Saturday, August 05, 2006

Saturday in the 17th Week of Ordinary Time (II)
The Rescue of Jeremiah and John

Readings: Jeremiah 26:11-16, 24; Psalm 69:15-16, 30-31, 33-34; Matthew 14:1-12

Two prophets with different fates – that seems to be the subject of our two readings today. Both Jeremiah and John the Baptist encounter persecution and both face the death sentence. In the first reading, however, Jeremiah finds a protector in Ahikam son of Shaphan. But in the gospel, John the Baptist is beheaded in prison. Were not both faithful to their God-given mission? Did both not cry out to God for help – just as the psalmist does in the responsorial psalm? Rescue me from sinking in the mud; save me from my foes… In your great love, answer me, O God. And yet God does not seem to heed the prayer of John even as God rescues Jeremiah.

John’s experience is not foreign to us. We probably know, at least to some extent, what it feels like to suffer for doing what is right without being rescued in spite of our prayers. And the media brings us news of innocent suffering and death on a daily basis.

At such times, we may think that God has forsaken us. Has He?

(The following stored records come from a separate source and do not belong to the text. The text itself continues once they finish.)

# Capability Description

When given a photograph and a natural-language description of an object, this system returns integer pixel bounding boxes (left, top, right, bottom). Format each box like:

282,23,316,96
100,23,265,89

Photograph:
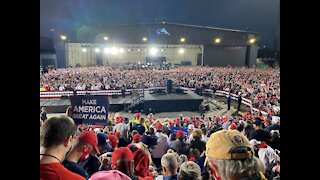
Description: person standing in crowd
179,161,201,180
132,117,146,135
206,130,267,180
62,131,100,179
128,142,152,177
151,123,169,168
265,116,280,133
40,107,48,122
171,130,190,156
40,116,85,180
190,129,206,154
121,86,126,98
161,153,178,180
227,93,231,110
237,92,242,111
113,117,130,137
81,132,111,177
249,118,271,143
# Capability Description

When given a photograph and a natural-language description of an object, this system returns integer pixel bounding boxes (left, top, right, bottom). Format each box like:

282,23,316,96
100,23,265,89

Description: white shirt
151,132,169,158
114,123,130,137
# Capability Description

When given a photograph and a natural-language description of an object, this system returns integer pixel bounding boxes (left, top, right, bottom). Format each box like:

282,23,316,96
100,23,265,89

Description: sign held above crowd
70,96,109,125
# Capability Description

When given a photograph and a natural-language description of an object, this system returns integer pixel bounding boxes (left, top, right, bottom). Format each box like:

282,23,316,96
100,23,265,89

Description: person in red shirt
40,116,85,180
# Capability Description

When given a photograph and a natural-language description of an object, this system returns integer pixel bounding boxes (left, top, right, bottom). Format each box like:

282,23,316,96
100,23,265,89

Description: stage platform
40,96,132,113
40,91,203,113
144,91,203,113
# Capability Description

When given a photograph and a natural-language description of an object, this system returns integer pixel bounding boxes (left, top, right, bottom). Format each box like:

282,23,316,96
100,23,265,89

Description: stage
40,91,203,113
144,91,203,113
40,95,132,113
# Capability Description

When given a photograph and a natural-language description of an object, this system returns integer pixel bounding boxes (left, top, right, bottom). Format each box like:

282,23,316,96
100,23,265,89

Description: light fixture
249,38,256,44
60,35,67,40
111,47,119,55
103,48,110,54
150,48,158,55
94,48,100,53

A hint of an answer appears at the end of today’s gospel reading. We are told that John’s disciples went off to tell Jesus about John's fate. The last word of the reading provides the consolation in our desolation. Although God may seem to allow John the Baptist to walk into the terrifying mists of darkness and death, it is not a journey into oblivion. Rather, in Jesus, God accompanies John. In Jesus, God shares in John’s agony and anguish. We are reminded especially of Jesus’ cry on the cross: My God, my God, why have you forsaken me? (Matthew 27:46) In Jesus, God gives John the answer beyond all answers. In Jesus, God stretches out His mighty arm to save in a manner that transcends all others. For in Jesus, God enters into every human experience possible, even the experience of death. O death where is thy victory? O death, where is thy sting? (1 Corinthians 15:55) It is thus also in Jesus, that we find the strength to walk the way of the prophet, to work towards that day when innocent suffering and death may be forever eradicated.

Read in faith, today’s readings tell of how both prophets – both Jeremiah and John – are rescued by God. For the Lord listens to the needy and does not spurn his servants in their chains. How is God rescuing us today?